Ever wish you could ask your team's knowledge base a question and get instant answers? That's exactly what Notion AI does—and it's pretty magical. But here's the thing: you can build your own version in about 10 minutes.
In this tutorial, we'll create a RAG (Retrieval-Augmented Generation) agent that turns your Notion pages into a personal AI assistant. We're using PostgreSQL with pgvector (yes, Postgres can do vector search!), OpenAI, and Python.
The starter template for this tutorial is available in my GitHub repository: https://github.com/michaelwwn/notion-ai-tutorial. Clone it to get started quickly!
What You'll Need
- Python 3.8 or above
- Docker: For running Postgres with pgvector easily.
- OpenAI API Key: For generating embeddings and responses.
Step 1: Set Up Environment
We'll use Docker to spin up a Postgres instance with the pgvector extension pre-installed.
- Create a
docker-compose.yml
file in your project directory with the following content:
services:
postgres:
image: pgvector/pgvector:pg18
restart: unless-stopped
networks:
- default
volumes:
- postgres-data:/var/lib/postgresql/data
- ./postgres/schema.sql:/docker-entrypoint-initdb.d/schema.sql
ports:
- 5432:5432
environment:
POSTGRES_USER: postgres
POSTGRES_PASSWORD: postgres
volumes:
postgres-data:
- Create a
postgres
directory and add aschema.sql
file inside it:
CREATE EXTENSION IF NOT EXISTS vector;
CREATE TABLE IF NOT EXISTS runbooks (
content TEXT,
embedding VECTOR(1536)
);
CREATE INDEX ON runbooks USING hnsw (embeddings vector_cosine_ops);
- Start the Docker container:
docker-compose up -d
This will launch Postgres on localhost:5432
, create the database, enable pgvector, and set up the runbooks table automatically.
The Magic Behind RAG: What's Actually Happening
Before the code, let's cover foundational concepts from transformer models, which power Notion AI. Here is a simplified flow.
Tokenization
Tokenization breaks text into tokens. For "I love playing football.", it becomes 4 tokens ["I", "loving", "playing", "football"].
Embeddings
Embeddings are vectors capturing semantic meaning. They start from pre-trained vocabularies and represent data in high-dimensional space.
Positional Encoding
Adds position info to embeddings to preserve word order.

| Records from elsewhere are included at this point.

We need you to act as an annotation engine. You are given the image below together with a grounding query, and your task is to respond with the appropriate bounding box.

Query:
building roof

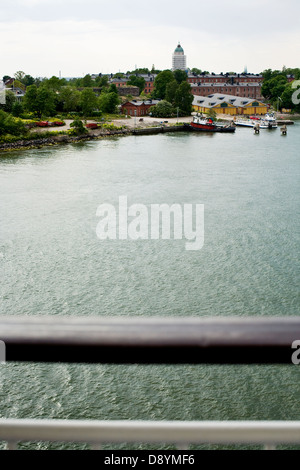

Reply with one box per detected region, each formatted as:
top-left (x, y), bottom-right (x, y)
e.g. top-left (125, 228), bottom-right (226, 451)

top-left (122, 100), bottom-right (160, 106)
top-left (190, 82), bottom-right (261, 88)
top-left (193, 93), bottom-right (262, 108)
top-left (174, 44), bottom-right (184, 54)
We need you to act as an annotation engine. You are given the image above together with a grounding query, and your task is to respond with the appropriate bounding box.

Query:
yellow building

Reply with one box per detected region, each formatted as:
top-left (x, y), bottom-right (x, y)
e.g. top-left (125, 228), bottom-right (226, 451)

top-left (193, 93), bottom-right (268, 116)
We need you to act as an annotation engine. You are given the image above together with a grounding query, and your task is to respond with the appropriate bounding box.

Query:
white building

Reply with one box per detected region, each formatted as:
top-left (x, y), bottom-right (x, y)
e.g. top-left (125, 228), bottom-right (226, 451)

top-left (172, 44), bottom-right (186, 71)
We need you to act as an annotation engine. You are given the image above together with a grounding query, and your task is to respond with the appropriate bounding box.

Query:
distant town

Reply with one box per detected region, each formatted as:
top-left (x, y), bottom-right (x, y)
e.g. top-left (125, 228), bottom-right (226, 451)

top-left (0, 43), bottom-right (300, 148)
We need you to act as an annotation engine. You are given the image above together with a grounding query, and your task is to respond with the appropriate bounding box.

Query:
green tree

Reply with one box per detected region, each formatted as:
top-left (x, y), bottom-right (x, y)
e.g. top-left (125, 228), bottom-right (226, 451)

top-left (82, 74), bottom-right (94, 88)
top-left (95, 75), bottom-right (108, 88)
top-left (0, 110), bottom-right (28, 136)
top-left (1, 90), bottom-right (16, 113)
top-left (15, 70), bottom-right (25, 82)
top-left (174, 82), bottom-right (194, 116)
top-left (173, 70), bottom-right (187, 85)
top-left (70, 118), bottom-right (88, 135)
top-left (99, 92), bottom-right (120, 114)
top-left (154, 70), bottom-right (174, 99)
top-left (23, 85), bottom-right (56, 118)
top-left (59, 86), bottom-right (81, 112)
top-left (149, 100), bottom-right (174, 118)
top-left (127, 75), bottom-right (146, 93)
top-left (80, 88), bottom-right (98, 116)
top-left (43, 76), bottom-right (66, 92)
top-left (11, 101), bottom-right (24, 117)
top-left (22, 75), bottom-right (35, 86)
top-left (166, 80), bottom-right (179, 105)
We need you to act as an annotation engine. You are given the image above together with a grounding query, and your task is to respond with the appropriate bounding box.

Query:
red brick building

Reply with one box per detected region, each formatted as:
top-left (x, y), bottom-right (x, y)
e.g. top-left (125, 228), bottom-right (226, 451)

top-left (121, 100), bottom-right (160, 117)
top-left (191, 83), bottom-right (263, 100)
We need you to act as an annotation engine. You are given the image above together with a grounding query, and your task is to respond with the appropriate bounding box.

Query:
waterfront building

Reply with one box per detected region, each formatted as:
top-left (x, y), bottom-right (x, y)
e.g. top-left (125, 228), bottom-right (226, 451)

top-left (192, 93), bottom-right (268, 116)
top-left (109, 73), bottom-right (157, 96)
top-left (121, 100), bottom-right (160, 117)
top-left (172, 43), bottom-right (186, 71)
top-left (188, 73), bottom-right (263, 100)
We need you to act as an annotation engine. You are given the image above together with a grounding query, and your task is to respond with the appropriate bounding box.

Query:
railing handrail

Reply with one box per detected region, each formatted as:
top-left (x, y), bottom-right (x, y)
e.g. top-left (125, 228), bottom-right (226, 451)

top-left (0, 316), bottom-right (300, 364)
top-left (0, 419), bottom-right (300, 445)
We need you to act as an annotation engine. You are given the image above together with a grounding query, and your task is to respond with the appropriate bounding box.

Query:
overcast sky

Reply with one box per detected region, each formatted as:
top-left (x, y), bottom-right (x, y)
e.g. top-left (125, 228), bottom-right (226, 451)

top-left (0, 0), bottom-right (300, 77)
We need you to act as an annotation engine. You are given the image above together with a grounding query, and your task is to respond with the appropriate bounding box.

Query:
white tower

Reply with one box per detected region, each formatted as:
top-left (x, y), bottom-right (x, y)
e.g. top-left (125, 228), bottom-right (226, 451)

top-left (172, 43), bottom-right (186, 71)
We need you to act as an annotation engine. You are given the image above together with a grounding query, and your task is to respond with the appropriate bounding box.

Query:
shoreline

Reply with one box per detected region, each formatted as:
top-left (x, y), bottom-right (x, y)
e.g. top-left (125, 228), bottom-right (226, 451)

top-left (0, 114), bottom-right (294, 153)
top-left (0, 126), bottom-right (186, 152)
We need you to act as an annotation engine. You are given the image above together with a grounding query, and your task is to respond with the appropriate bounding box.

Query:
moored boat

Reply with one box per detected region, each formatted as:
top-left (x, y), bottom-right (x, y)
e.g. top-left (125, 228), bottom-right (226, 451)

top-left (234, 113), bottom-right (277, 129)
top-left (186, 115), bottom-right (235, 132)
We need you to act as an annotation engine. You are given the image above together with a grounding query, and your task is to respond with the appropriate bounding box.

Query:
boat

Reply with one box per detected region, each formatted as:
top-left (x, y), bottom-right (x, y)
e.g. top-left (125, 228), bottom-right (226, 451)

top-left (234, 119), bottom-right (256, 127)
top-left (234, 113), bottom-right (277, 129)
top-left (185, 115), bottom-right (235, 132)
top-left (263, 113), bottom-right (277, 129)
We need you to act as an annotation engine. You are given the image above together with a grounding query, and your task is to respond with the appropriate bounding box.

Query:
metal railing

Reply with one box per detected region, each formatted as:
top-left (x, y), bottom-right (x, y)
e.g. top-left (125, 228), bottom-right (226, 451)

top-left (0, 419), bottom-right (300, 450)
top-left (0, 317), bottom-right (300, 449)
top-left (0, 316), bottom-right (300, 364)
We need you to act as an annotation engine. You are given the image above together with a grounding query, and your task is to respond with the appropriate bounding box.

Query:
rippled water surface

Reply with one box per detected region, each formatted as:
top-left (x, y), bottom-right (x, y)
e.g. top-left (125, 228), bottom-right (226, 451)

top-left (0, 124), bottom-right (300, 448)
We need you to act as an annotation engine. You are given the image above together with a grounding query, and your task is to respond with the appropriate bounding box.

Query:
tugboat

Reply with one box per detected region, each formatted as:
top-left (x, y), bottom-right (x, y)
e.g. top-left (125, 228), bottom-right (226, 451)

top-left (234, 113), bottom-right (277, 129)
top-left (185, 115), bottom-right (235, 132)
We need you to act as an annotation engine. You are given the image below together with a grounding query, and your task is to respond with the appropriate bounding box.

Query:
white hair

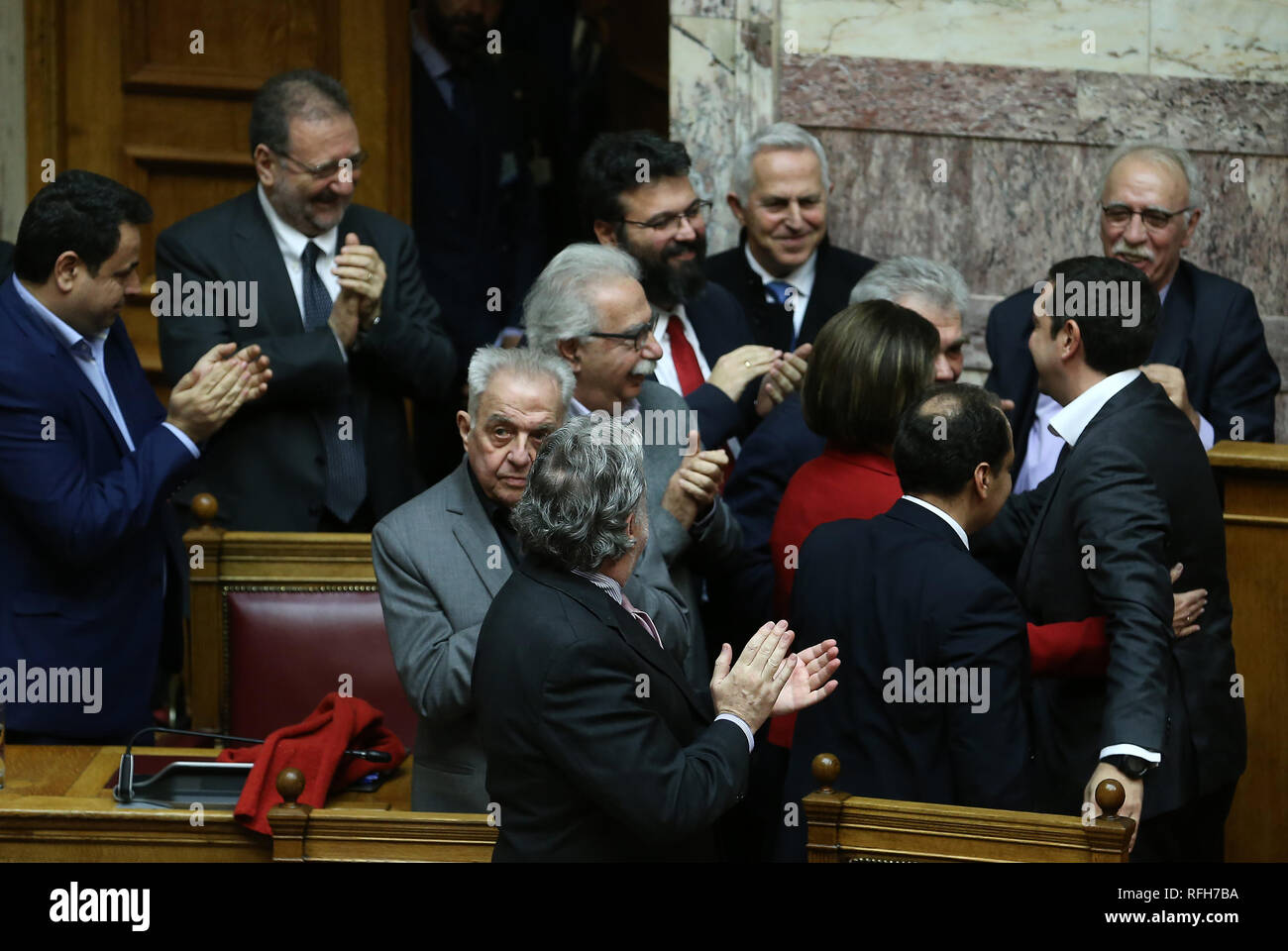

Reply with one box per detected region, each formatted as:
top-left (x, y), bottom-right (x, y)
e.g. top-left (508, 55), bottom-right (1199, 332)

top-left (730, 123), bottom-right (832, 204)
top-left (465, 347), bottom-right (577, 429)
top-left (523, 243), bottom-right (641, 356)
top-left (850, 254), bottom-right (970, 314)
top-left (1100, 141), bottom-right (1203, 211)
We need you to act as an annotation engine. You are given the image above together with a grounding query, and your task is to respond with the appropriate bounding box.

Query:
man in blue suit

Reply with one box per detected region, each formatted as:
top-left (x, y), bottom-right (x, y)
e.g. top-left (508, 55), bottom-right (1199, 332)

top-left (0, 171), bottom-right (269, 742)
top-left (580, 132), bottom-right (811, 449)
top-left (986, 143), bottom-right (1279, 492)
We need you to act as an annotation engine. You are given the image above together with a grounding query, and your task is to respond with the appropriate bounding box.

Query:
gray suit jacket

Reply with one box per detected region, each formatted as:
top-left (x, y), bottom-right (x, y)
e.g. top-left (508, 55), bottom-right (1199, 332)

top-left (371, 458), bottom-right (709, 812)
top-left (639, 380), bottom-right (752, 689)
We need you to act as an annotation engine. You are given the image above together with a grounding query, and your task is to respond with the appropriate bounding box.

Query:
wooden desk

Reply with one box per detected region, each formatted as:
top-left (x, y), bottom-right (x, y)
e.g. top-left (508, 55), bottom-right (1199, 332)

top-left (0, 745), bottom-right (496, 862)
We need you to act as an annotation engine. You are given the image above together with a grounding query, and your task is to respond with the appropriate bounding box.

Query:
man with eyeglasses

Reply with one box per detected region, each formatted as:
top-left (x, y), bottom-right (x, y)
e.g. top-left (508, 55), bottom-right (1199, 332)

top-left (158, 69), bottom-right (456, 532)
top-left (987, 142), bottom-right (1279, 492)
top-left (580, 132), bottom-right (808, 449)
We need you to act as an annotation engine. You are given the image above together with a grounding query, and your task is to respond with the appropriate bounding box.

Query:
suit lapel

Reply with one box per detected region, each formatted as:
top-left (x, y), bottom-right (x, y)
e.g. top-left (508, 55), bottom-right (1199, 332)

top-left (522, 561), bottom-right (711, 718)
top-left (233, 191), bottom-right (304, 337)
top-left (446, 459), bottom-right (501, 598)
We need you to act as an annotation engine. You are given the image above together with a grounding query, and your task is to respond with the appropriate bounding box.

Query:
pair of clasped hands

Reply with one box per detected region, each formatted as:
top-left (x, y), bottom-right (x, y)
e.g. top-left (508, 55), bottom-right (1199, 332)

top-left (711, 621), bottom-right (841, 733)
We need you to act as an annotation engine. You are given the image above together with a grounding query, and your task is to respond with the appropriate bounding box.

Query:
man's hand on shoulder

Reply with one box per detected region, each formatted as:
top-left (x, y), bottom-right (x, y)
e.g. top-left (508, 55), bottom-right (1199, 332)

top-left (164, 343), bottom-right (273, 442)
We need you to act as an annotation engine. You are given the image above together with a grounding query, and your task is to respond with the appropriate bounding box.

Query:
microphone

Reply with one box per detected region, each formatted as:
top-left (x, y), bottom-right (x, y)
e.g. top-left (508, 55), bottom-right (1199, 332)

top-left (112, 727), bottom-right (393, 802)
top-left (112, 727), bottom-right (265, 802)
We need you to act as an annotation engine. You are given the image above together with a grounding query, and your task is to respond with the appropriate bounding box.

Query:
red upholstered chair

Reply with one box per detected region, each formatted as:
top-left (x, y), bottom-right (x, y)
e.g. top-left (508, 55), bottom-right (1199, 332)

top-left (184, 496), bottom-right (417, 749)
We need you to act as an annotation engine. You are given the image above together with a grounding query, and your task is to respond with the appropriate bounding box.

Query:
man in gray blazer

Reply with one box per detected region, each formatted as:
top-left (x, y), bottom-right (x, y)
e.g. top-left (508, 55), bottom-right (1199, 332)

top-left (371, 348), bottom-right (690, 812)
top-left (523, 244), bottom-right (742, 690)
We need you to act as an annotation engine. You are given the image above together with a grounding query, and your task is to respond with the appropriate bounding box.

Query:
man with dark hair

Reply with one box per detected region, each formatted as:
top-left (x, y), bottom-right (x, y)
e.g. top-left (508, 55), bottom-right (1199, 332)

top-left (0, 171), bottom-right (270, 742)
top-left (780, 384), bottom-right (1030, 861)
top-left (155, 69), bottom-right (456, 532)
top-left (976, 258), bottom-right (1246, 861)
top-left (581, 132), bottom-right (808, 449)
top-left (473, 416), bottom-right (840, 862)
top-left (986, 142), bottom-right (1279, 493)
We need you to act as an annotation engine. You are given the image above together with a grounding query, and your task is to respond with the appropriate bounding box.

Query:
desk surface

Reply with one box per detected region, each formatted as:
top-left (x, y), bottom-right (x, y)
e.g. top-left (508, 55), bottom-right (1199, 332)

top-left (0, 745), bottom-right (496, 862)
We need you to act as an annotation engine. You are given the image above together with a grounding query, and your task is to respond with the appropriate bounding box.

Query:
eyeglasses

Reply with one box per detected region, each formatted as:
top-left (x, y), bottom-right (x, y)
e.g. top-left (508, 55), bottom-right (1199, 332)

top-left (1100, 205), bottom-right (1194, 231)
top-left (274, 150), bottom-right (368, 181)
top-left (618, 198), bottom-right (711, 235)
top-left (587, 313), bottom-right (661, 353)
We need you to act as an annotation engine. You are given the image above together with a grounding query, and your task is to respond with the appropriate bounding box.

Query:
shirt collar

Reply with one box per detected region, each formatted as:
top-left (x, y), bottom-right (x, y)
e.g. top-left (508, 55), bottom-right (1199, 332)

top-left (742, 243), bottom-right (818, 296)
top-left (1047, 368), bottom-right (1140, 446)
top-left (903, 495), bottom-right (970, 552)
top-left (568, 397), bottom-right (640, 419)
top-left (255, 184), bottom-right (340, 262)
top-left (411, 13), bottom-right (452, 80)
top-left (13, 275), bottom-right (112, 353)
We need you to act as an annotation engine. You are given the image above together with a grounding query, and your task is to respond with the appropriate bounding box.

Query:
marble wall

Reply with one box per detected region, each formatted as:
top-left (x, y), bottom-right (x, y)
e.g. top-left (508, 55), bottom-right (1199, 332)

top-left (0, 0), bottom-right (27, 241)
top-left (671, 0), bottom-right (1288, 441)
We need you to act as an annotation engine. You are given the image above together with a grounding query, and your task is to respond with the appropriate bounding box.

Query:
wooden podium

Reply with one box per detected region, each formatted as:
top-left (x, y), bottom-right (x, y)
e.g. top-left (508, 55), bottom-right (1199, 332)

top-left (1208, 442), bottom-right (1288, 862)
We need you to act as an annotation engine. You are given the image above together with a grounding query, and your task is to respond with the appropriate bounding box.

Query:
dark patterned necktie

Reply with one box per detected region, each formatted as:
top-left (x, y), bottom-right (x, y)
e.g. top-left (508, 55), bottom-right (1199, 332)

top-left (300, 241), bottom-right (368, 522)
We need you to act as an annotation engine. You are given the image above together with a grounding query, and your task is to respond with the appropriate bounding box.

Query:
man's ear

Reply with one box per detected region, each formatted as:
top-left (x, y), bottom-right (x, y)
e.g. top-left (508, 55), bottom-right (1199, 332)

top-left (559, 338), bottom-right (581, 372)
top-left (456, 410), bottom-right (471, 453)
top-left (595, 219), bottom-right (617, 248)
top-left (53, 252), bottom-right (80, 294)
top-left (725, 192), bottom-right (747, 228)
top-left (253, 142), bottom-right (277, 188)
top-left (1056, 317), bottom-right (1082, 360)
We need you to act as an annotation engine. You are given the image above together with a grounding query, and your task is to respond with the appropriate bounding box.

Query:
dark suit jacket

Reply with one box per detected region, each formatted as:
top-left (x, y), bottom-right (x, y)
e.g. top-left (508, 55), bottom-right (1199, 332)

Attention (Self-Attention)
Self-attention is the core essence of transformer model. It allows focusing on relevant input parts. In "I ate an apple in the Apple store.", "apple" attends to "ate" highly.
Transformer Flow
The encoded embeddings pass through three layers of attention mechanisms (typically multi-head self-attention in transformers), followed by feedforward networks and normalization in each layer. The final layer outputs contextual embedding vectors for each token, which can be used for downstream tasks.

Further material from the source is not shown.